The decision not only undermines the free flow of information and access to free internet for Iranian people, it also “disrupts many civil society activities, including secure communication with one another, which strengthens civil society and is essential for safe organization,” according to Ahmad Ahmadian, head of California-based tech non-profit.
“Moreover, it allows the Iranian government to dominate the public narrative by silencing people's voices through cutting off their access to information tools and censored social media in Iran,” added Ahmadian whose company Holistic Resilience aims to advance internet freedom and privacy by developing and researching censorship circumvention.
Big Tech
Last September, the White House convened a meeting with representatives of Amazon, Alphabet's Google, Microsoft, Cloudflare and civil society activists in a bid to encourage US tech giants to offer more digital bandwidth for government-funded internet censorship evasion tools.
The tools, supported by the US-backed Open Technology Fund (OTF), have seen a surge of usage in Iran and other authoritarian states that heavily censor the internet, Reuters reported at the time.
However, Big Tech may not be willing or able to continue their support for providing anti-censorship tools without the US government’s funds.
“The leadership of the US government has been crucial in urging big tech companies to provide public services,” says Ahmadian. “Without the encouragement of the US government, these companies wouldn't take the initiative on their own.”
After the nationwide 2022 protests began in Iran, the Iranian government severely restricted internet access for its citizens.
In response to the restrictions, which included complete and periodic internet shutdowns and slowing down of internet speeds, the US government lifted some curbs on exporting internet services to Iran, allowing Elon Musk’s SpaceX to provide satellite internet services.
By the end of 2024, the number of Starlink satellite internet users in Iran surpassed 100,000, a senior industry official in Iran said earlier this month, underscoring the keenness of Iranians to defy curbs on their access to the outside world.

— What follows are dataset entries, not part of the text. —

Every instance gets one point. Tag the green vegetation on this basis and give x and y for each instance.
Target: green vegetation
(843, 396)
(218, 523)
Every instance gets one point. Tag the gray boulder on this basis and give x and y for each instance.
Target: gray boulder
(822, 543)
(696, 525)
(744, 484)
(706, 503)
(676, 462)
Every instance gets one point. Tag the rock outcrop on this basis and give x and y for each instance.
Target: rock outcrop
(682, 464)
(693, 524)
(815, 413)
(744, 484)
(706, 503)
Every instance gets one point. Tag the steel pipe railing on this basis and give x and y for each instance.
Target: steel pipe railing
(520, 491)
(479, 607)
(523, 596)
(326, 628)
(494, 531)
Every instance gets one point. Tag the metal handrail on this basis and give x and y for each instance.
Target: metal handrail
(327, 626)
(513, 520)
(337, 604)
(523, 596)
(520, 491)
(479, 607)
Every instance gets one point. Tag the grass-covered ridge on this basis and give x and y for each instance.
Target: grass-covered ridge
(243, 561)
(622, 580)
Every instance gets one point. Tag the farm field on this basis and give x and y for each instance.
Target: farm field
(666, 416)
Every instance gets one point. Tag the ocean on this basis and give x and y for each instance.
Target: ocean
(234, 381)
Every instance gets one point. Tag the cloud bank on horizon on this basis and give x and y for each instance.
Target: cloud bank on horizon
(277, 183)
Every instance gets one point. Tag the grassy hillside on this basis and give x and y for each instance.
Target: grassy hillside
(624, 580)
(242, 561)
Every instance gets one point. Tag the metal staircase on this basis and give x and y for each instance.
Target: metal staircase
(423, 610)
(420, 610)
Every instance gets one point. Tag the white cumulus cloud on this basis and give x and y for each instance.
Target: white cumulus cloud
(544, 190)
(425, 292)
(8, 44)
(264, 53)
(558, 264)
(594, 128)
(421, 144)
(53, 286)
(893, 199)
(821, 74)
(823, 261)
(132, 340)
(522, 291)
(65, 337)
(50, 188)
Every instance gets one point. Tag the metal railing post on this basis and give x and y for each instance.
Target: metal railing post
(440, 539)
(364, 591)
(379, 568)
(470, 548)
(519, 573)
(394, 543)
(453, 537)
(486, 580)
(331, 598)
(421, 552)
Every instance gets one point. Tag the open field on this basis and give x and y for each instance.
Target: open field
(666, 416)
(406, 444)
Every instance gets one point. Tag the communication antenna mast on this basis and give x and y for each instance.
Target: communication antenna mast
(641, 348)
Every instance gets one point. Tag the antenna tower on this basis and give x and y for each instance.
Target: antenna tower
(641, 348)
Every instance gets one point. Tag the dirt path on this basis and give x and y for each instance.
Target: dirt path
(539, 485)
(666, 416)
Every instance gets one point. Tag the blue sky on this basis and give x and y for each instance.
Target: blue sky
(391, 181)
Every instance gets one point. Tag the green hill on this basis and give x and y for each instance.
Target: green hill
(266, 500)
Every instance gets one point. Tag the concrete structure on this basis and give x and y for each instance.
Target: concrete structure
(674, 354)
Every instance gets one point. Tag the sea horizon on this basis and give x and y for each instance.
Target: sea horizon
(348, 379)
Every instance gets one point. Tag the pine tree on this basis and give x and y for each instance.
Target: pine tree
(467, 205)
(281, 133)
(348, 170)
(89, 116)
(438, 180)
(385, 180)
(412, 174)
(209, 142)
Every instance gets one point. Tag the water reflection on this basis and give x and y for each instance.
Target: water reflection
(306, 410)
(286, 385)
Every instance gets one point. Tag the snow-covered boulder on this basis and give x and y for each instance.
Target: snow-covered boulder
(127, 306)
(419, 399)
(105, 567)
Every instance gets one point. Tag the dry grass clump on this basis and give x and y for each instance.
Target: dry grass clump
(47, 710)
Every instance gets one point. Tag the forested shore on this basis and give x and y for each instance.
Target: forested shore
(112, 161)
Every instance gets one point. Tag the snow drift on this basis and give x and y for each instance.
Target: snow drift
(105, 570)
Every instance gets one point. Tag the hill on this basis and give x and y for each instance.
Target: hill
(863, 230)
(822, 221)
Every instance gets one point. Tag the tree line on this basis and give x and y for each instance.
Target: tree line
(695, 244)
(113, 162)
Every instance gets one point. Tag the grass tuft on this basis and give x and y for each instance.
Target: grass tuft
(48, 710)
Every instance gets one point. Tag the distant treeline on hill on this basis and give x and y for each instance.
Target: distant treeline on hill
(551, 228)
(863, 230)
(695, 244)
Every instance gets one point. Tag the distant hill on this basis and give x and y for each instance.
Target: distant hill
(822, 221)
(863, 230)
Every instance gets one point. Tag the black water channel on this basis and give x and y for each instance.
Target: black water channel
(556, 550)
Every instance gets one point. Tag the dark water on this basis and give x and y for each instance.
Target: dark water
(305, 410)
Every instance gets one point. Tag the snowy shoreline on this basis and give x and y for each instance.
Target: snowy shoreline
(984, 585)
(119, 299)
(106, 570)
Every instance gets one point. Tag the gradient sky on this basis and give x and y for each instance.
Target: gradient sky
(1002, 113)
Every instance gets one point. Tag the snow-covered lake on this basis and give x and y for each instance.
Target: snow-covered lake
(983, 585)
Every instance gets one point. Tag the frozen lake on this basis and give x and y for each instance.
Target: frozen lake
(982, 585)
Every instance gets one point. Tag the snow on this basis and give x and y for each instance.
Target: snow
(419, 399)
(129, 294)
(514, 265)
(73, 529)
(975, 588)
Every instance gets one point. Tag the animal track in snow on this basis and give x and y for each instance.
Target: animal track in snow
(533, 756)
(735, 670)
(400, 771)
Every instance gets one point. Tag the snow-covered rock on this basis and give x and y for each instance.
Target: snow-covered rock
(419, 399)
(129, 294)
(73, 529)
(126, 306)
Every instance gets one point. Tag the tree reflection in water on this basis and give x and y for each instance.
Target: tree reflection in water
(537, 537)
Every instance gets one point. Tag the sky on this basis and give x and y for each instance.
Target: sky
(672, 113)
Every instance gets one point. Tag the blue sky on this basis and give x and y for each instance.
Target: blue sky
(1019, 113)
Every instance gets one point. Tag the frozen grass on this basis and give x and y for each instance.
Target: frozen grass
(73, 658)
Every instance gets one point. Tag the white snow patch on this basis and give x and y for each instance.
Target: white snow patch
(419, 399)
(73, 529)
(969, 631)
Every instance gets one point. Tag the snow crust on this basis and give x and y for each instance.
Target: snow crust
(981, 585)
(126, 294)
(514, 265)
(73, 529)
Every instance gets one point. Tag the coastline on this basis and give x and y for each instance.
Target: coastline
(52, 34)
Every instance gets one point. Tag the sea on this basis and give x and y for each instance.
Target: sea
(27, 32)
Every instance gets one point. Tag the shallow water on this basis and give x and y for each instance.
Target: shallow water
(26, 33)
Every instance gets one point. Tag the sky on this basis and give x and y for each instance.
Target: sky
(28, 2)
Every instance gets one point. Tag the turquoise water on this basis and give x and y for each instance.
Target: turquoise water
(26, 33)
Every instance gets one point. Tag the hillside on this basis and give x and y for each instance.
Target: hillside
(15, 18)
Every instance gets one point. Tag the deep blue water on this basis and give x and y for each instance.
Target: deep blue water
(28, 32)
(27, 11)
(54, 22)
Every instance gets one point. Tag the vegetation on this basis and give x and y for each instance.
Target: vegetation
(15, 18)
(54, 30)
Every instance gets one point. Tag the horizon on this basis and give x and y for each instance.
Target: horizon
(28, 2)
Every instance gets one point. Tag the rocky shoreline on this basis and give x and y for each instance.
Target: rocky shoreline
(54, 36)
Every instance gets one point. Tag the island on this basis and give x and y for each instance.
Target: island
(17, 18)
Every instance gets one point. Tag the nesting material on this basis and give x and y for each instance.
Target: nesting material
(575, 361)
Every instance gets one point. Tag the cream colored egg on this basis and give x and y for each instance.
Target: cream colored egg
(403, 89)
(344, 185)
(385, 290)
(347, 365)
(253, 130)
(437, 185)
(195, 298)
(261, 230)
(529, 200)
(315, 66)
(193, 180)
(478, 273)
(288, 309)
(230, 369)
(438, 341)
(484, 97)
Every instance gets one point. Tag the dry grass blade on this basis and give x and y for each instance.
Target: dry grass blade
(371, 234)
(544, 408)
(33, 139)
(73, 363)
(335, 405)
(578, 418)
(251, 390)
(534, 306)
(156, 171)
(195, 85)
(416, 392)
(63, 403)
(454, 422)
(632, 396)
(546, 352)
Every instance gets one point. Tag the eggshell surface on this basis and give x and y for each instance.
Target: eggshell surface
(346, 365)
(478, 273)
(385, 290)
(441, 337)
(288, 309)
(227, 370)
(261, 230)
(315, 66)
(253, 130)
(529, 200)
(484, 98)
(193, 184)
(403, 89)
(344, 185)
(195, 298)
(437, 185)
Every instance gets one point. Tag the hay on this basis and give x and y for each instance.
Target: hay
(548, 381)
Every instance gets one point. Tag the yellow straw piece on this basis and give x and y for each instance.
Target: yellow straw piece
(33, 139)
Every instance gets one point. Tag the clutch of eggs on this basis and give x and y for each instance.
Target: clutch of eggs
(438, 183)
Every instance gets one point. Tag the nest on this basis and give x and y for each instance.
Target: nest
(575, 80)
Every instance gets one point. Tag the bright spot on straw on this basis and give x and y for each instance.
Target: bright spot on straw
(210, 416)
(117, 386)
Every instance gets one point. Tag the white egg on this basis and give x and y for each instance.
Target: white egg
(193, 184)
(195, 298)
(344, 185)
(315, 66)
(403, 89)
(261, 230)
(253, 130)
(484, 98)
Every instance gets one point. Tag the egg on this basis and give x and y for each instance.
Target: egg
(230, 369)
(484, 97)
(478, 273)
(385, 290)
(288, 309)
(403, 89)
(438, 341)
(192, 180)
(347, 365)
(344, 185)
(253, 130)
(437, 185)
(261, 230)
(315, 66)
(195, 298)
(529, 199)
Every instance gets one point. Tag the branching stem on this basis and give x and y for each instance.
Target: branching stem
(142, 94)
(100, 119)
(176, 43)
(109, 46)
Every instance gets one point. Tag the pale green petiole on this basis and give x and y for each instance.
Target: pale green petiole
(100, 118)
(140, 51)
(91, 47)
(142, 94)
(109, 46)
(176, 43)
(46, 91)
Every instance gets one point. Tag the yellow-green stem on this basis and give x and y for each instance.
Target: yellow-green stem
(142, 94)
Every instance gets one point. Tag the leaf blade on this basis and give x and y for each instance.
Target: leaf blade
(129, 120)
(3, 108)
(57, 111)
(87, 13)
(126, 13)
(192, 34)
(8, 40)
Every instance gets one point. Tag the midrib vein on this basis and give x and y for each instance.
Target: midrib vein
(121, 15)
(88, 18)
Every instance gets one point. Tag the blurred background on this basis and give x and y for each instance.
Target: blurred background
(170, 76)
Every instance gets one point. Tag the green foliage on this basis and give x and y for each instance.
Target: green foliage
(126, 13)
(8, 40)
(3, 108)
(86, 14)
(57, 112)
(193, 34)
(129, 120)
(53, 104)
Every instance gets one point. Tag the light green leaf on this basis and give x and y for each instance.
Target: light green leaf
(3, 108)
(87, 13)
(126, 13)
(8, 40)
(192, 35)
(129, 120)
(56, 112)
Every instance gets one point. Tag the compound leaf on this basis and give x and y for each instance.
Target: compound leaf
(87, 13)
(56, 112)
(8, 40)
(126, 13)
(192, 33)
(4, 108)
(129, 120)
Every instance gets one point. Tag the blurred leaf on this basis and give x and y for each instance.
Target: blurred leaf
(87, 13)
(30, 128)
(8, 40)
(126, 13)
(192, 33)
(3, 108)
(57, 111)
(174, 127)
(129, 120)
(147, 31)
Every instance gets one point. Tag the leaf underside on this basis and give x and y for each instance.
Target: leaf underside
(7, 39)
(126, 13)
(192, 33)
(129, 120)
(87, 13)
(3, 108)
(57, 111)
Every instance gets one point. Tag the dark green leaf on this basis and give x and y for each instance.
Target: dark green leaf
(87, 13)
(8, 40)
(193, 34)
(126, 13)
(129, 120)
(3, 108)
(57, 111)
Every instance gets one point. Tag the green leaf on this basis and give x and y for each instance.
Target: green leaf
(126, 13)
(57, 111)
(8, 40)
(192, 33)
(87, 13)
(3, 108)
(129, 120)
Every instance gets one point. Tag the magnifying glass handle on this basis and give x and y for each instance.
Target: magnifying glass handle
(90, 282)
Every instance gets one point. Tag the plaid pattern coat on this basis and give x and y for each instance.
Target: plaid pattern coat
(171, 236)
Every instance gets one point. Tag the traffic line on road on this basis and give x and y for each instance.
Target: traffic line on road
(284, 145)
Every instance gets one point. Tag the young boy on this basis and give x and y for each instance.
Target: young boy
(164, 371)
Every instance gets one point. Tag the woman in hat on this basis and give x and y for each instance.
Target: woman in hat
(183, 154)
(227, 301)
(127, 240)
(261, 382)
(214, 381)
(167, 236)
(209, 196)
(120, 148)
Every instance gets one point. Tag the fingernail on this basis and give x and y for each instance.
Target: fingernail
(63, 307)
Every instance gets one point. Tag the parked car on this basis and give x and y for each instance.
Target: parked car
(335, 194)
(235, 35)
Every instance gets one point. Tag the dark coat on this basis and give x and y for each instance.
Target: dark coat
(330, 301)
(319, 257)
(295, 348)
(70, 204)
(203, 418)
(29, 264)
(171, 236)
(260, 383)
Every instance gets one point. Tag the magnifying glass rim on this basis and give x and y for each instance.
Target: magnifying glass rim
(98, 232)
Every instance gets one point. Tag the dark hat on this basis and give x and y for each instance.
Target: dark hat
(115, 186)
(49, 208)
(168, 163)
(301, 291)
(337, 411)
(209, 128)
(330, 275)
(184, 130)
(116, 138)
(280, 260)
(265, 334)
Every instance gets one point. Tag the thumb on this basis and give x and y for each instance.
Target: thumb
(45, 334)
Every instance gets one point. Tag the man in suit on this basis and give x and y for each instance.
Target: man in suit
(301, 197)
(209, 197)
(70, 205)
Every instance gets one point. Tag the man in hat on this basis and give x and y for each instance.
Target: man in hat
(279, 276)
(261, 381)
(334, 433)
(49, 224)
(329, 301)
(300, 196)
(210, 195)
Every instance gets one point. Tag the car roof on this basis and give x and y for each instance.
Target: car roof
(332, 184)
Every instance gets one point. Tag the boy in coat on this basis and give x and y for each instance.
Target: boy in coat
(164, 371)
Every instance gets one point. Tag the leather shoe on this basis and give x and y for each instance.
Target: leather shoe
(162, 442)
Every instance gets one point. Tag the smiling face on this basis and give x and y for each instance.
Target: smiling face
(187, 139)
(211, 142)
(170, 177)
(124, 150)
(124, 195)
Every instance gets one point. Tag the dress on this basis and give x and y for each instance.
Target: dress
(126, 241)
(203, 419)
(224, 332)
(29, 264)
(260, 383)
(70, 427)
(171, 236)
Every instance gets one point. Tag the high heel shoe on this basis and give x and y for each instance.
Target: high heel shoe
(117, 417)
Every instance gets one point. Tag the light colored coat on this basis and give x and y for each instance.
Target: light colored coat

Impact on human rights projects
However, the consequences of Trump’s executive order will not remain limited to internet censorship circumvention tools, activists say.
The pause in US foreign aid, a human rights activist told Iran International, “(will) impose restrictions on projects that address human rights violations or investigate governmental and military corruption which have impacted Iran's economy and social conditions in favor of foreign terrorist activities and money laundering.”
"This decision by the Trump administration would be a reciprocal gift to the Islamic Republic and its corrupt officials, the Revolutionary Guard, and money-laundering networks in the West," the activist, speaking on condition of anonymity, added.
The activist said several non-Iranian American institutions have been using these funds to investigate corruption and money laundering by the Islamic Republic in environmental and construction sectors. “These organizations will be forced to halt their activities,” he added.
Several activists speaking to Iran International believe that if the projects related to promotion of human rights and internet freedom in Iran do not receive an exemption within the next month, they will either collapse entirely or be deeply curtailed.
“The impact of this freeze might not be immediately noticeable, but its severe implications will become evident over time,” a second human rights activist said.
Internet experts warned that even if US aid starts again in three months, the damage is irreversible since many people had migrated to vulnerable domestic VPNs and might never fully return to using US-backed secure services.
“This issue jeopardizes both the freedom of information and the security of individuals," said the Silicon Valley expert.